12:09 p.m. - 2005-02-02

More dreams, and just plain weirdness

Another night of weird dreams … Last night I was dreaming that I was teaching in a small private school. I only had 8 or so students (only one of which was a boy), and I was trying to make life-learning lessons out of each child’s individual quirks or fears. I knew it was a private school because they all had school uniforms. The girls were in kilts and jackets, and boy in suit pants and jacket. Each jacket had a school coat of arms blazoned into the left breast pocket.

I can’t remember any of the life lessons now, but I do remember that I was proud of my way of teaching. And that it was a challenge to turn a negative situation into a positive one and have them learn from it.

What I find rather funny is that I’ve never really had yearnings to teach. I like kids well enough (I’d better, that’s sort of what I’m in the business of), but have no inclinations to become one. I have a tremendous respect for any who do.

We will see if this dreaming trend will continue. As mentioned before, I generally dream a lot, but they haven’t been quite as rampant as of late. I didn’t tell you that I dreamt about meeting Farmer’s Wife on Sunday night. I dreamt that I went to their farm and they took me on a tour of the homestead, animals, and farm equipment. Very nice people! I enjoyed my day on the farm immensely.

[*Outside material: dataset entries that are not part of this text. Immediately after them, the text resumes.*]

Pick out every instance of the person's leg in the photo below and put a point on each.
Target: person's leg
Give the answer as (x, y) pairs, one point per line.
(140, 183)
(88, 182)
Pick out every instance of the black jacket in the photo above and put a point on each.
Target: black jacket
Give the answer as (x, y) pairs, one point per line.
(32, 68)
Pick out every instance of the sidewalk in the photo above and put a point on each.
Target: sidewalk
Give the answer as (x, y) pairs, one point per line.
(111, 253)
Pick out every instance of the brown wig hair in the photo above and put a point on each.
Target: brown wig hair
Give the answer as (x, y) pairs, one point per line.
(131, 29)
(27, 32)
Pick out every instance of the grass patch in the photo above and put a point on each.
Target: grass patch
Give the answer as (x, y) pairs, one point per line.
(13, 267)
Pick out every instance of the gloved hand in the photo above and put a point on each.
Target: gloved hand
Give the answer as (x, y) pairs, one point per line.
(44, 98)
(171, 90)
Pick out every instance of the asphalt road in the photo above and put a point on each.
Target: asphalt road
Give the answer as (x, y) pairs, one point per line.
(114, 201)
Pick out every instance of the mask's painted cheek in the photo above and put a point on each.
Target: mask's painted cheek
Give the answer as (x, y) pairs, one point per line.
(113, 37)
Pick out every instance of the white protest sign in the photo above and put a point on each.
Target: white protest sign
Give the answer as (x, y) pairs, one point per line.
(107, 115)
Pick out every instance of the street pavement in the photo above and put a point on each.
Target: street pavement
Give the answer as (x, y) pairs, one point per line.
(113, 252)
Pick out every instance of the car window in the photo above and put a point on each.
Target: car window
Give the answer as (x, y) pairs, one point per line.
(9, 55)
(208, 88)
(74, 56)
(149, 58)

On a different note – T and I rented two movies on Friday night. “The Village”, and “Super-size Me”. I believe it was Twinsie who’d seen “The Village” and thought it a bad movie. I found it mildly entertaining. It had an unusual twist that I almost saw coming, but didn’t fully realize. I very much enjoyed the acting job done by Bryce Dallas Howard (the director Ron Howard’s daughter), the young heroine in the story. She was brilliant, and this was her first movie. I’m glad we rented and didn’t pay theatre prices to see though. It wasn’t quite worth that.

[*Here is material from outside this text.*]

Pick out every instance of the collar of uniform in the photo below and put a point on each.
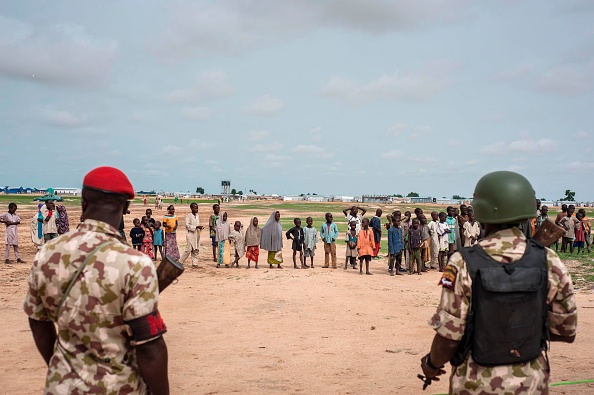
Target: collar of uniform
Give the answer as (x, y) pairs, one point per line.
(92, 225)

“Super-size Me” I rented specifically to show my husband what he was doing to his body by being a semi-frequent flyer of McDonald’s. I don’t believe this movie will deter my husband from eating there, but I will probably have second thoughts, or at least question my menu choice when going. I know many of you puritans will be scowling at me because I’ve admitted to consumption of McD’s products – but you know how the commercials go. “Don’t hate me because I’m beautiful …” Or in this case – don’t hate me because I enjoy a heaping bowl of cholesterol ridden kidney killen’ burger, and fries that will never mould.

Now that really doesn’t sound very appetizing does it? On second thought - I may never eat there again.